Die EU wirft Lukaschenko vor, absichtlich Migranten an die Grenzen der EU-Staaten Lettland, Litauen und Polen zu bringen, um Vergeltung für bisherige EU-Sanktionen zu üben. Im belarussisch-polnischen Grenzgebiet sitzen derzeit Tausende Menschen vor allem aus dem Nahen Osten bei eisigen Temperaturen fest.

Aus Russland kommen unterdessen gemischte Signale. Wie das Verteidigungsministerium in Minsk mitteilte, probten zwei russische TU-160-Kampfflieger, die auch mit Atomwaffen bestückt werden können, Bombenangriffe in einer Übung in Belarus. Schon am Mittwoch hatte Russland strategische Bomber entsandt, um Belarus zu überfliegen und damit Rückendeckung für den Verbündeten zu demonstrieren.

Moskau bietet Hilfe an

Gleichzeitig erklärte Russland, angesichts der angespannten Lage um die Migranten an der EU-Außengrenze zu Belarus nun doch bei der Lösung des Problems helfen zu wollen. "Russland versucht - wie andere Länder auch -, sich bei der Lösung der Situation einzusetzen", sagte Kremlsprecher Dmitri Peskow der Agentur Interfax zufolge. Zuvor hatte Kanzlerin Angela Merkel den russischen Präsidenten Wladimir Putin um Hilfe gebeten. Putin hat einen direkten Draht zum belarussischen Machthaber Alexander Lukaschenko. Russland drohen inzwischen selbst Sanktionen wegen der Lage in Belarus.

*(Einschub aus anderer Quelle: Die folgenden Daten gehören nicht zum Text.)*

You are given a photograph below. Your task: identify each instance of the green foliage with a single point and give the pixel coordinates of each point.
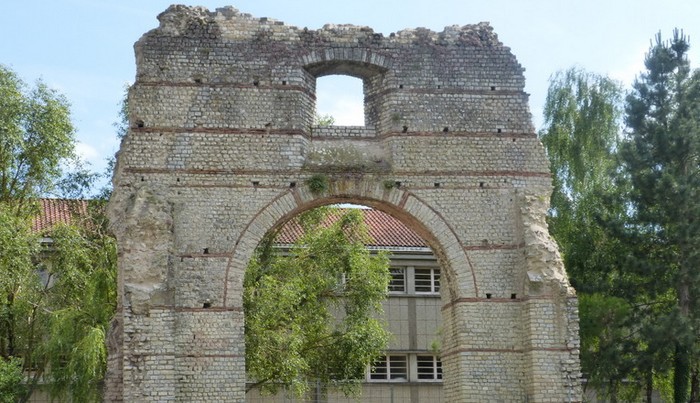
(11, 380)
(56, 303)
(623, 211)
(323, 120)
(582, 126)
(318, 183)
(661, 159)
(311, 313)
(36, 142)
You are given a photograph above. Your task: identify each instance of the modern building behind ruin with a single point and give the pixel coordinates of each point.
(222, 149)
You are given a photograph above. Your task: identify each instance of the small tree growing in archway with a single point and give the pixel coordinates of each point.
(311, 314)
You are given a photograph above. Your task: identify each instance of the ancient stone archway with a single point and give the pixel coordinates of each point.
(220, 150)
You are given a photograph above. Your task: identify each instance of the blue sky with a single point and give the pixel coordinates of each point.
(84, 48)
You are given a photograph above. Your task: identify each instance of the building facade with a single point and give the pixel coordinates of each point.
(221, 150)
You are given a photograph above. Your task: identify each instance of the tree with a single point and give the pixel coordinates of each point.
(37, 144)
(311, 313)
(661, 158)
(55, 300)
(54, 315)
(582, 114)
(582, 117)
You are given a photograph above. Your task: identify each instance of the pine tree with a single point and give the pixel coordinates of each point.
(660, 157)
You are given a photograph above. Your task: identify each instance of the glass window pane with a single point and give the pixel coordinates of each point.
(398, 279)
(424, 280)
(398, 368)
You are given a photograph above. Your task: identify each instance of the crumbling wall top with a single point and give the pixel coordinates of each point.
(230, 23)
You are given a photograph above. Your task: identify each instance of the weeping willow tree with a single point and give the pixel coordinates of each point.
(56, 304)
(311, 313)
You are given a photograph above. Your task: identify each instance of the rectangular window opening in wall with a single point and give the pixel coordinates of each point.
(427, 280)
(390, 368)
(397, 284)
(429, 368)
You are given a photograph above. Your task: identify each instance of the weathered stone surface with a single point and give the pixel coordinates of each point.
(219, 151)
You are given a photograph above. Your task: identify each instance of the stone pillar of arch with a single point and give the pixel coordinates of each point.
(221, 148)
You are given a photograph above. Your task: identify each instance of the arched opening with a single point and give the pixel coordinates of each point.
(410, 368)
(346, 87)
(341, 98)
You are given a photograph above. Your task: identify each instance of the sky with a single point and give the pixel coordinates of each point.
(84, 48)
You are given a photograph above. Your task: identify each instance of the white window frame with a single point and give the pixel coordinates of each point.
(434, 280)
(404, 270)
(387, 360)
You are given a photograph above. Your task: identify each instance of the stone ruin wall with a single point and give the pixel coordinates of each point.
(221, 144)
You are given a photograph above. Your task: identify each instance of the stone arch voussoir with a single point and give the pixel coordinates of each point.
(414, 212)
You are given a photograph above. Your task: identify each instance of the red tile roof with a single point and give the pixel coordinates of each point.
(54, 211)
(385, 231)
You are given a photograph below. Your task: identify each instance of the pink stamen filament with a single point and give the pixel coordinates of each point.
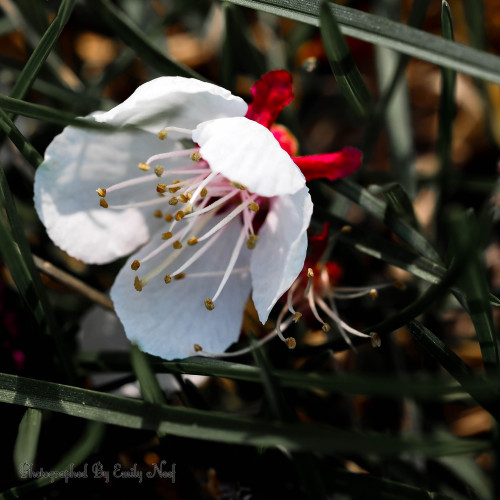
(228, 217)
(213, 205)
(197, 254)
(231, 263)
(171, 154)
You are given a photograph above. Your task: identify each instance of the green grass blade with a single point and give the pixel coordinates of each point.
(375, 385)
(474, 284)
(447, 106)
(87, 444)
(21, 143)
(390, 34)
(394, 88)
(132, 35)
(344, 68)
(453, 364)
(398, 200)
(215, 426)
(27, 438)
(374, 245)
(42, 51)
(150, 388)
(239, 54)
(380, 210)
(47, 114)
(17, 254)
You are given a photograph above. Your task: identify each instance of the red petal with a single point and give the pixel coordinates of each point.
(286, 139)
(270, 95)
(331, 165)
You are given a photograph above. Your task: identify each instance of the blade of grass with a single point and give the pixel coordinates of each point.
(398, 200)
(474, 284)
(27, 438)
(21, 143)
(238, 51)
(372, 131)
(43, 49)
(447, 108)
(390, 34)
(133, 37)
(20, 263)
(380, 210)
(74, 283)
(304, 463)
(215, 426)
(150, 388)
(344, 68)
(453, 364)
(375, 385)
(47, 114)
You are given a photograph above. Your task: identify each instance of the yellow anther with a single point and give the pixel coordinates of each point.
(138, 284)
(252, 241)
(375, 339)
(174, 189)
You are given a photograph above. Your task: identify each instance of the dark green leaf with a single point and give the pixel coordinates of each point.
(27, 438)
(390, 34)
(344, 68)
(215, 426)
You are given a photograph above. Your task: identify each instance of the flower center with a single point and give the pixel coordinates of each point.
(188, 195)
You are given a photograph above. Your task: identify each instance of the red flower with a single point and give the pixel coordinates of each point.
(270, 95)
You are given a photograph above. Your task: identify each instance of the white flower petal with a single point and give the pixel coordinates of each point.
(174, 101)
(77, 162)
(244, 151)
(280, 252)
(166, 320)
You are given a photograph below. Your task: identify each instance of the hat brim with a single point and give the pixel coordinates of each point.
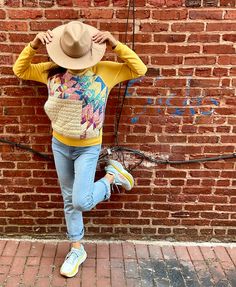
(57, 55)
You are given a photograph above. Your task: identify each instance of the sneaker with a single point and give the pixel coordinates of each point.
(73, 260)
(122, 177)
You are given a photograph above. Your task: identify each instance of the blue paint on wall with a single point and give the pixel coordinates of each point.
(178, 111)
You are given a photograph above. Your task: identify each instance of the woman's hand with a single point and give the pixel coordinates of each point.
(41, 38)
(101, 37)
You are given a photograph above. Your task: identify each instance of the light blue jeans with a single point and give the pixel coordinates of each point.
(76, 168)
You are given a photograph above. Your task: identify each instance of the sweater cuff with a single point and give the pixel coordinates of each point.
(117, 46)
(32, 50)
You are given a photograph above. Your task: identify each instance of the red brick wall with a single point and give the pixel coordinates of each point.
(183, 108)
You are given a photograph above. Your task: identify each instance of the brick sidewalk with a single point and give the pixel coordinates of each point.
(25, 263)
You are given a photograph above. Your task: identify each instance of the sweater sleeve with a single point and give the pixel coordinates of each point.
(114, 73)
(24, 69)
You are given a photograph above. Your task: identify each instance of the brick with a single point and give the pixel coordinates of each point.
(103, 268)
(29, 276)
(187, 27)
(206, 14)
(25, 14)
(10, 248)
(170, 14)
(103, 251)
(116, 251)
(117, 277)
(227, 3)
(129, 250)
(192, 3)
(17, 266)
(61, 14)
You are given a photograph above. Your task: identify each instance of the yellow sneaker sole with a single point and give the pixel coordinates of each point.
(126, 175)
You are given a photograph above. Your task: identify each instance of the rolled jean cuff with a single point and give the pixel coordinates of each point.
(107, 186)
(75, 238)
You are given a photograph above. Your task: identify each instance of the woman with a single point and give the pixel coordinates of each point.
(78, 86)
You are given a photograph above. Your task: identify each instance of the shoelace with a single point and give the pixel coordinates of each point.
(71, 257)
(116, 185)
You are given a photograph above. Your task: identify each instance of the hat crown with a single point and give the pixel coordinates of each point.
(75, 40)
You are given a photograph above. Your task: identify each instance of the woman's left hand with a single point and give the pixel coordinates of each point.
(101, 37)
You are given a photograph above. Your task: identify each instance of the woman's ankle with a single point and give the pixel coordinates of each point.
(76, 244)
(110, 177)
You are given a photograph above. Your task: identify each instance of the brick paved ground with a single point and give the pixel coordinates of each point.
(118, 264)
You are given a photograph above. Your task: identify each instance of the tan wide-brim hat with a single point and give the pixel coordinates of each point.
(72, 46)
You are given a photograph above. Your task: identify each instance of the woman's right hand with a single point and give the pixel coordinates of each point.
(41, 38)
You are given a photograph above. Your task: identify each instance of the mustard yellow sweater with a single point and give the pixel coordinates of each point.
(77, 101)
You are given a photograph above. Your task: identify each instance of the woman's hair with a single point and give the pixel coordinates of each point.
(55, 70)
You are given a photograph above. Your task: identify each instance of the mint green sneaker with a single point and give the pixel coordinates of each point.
(122, 177)
(73, 260)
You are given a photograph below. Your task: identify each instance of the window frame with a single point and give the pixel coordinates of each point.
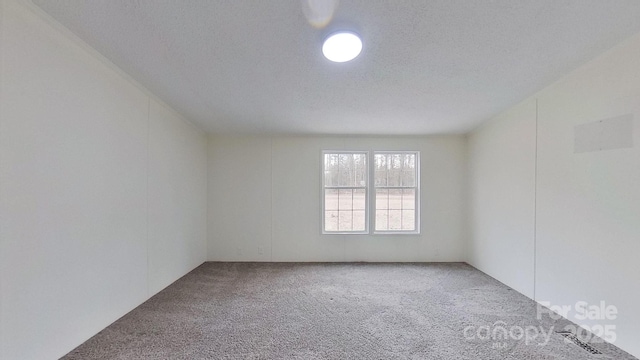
(367, 193)
(370, 194)
(416, 188)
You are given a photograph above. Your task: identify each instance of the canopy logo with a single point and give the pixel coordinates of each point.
(583, 311)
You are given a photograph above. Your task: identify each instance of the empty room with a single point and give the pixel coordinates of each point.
(319, 179)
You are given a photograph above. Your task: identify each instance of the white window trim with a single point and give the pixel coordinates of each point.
(370, 199)
(372, 209)
(367, 201)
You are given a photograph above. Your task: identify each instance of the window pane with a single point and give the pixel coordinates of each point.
(409, 170)
(359, 220)
(408, 219)
(331, 199)
(395, 199)
(345, 220)
(359, 199)
(380, 170)
(408, 199)
(382, 199)
(345, 199)
(360, 168)
(382, 220)
(331, 221)
(395, 219)
(330, 169)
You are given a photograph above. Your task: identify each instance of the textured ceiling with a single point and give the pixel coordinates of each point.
(440, 66)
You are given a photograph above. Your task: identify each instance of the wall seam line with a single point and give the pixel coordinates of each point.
(147, 191)
(535, 206)
(271, 197)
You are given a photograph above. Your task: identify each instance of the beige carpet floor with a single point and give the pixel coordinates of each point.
(337, 311)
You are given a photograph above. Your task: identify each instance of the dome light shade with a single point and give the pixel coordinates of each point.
(342, 46)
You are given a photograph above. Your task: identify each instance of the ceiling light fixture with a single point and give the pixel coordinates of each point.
(342, 46)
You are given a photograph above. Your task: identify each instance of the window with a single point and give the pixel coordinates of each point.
(345, 192)
(396, 191)
(392, 183)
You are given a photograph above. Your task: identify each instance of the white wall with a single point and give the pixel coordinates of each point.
(264, 201)
(587, 205)
(102, 188)
(502, 197)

Die EU wirft Lukaschenko vor, als Vergeltung für Sanktionen gegen sein Land gezielt illegale Grenzübertritte von Migranten zu organisieren. Dazu lässt Lukaschenko laut EU Flüchtlinge etwa aus Syrien und dem Irak nach Minsk fliegen, um sie dann an die polnische und damit an die EU-Außengrenze zu bringen. Polens Regierungschef Mateusz Morawiecki hat erklärt, der Drahtzieher des Vorhabens sitze in Moskau. Die russische Regierung wies das erneut zurück.

Der Kreml erklärte zudem, an der polnisch-belarussischen Grenze gebe es schwer bewaffnete Akteure auf beiden Seiten. Das sei ein Grund zur Sorge. Die russische Fluggesellschaft Aeroflot wies zudem Vorwürfe zurück, sie sei daran beteiligt, dass viele Flüchtlinge nach Belarus gebracht würden. Entsprechende Meldungen seien falsch. Die Agentur Bloomberg hatte zuvor gemeldet, die EU erwäge in der Sache Sanktionen gegen Aeroflot.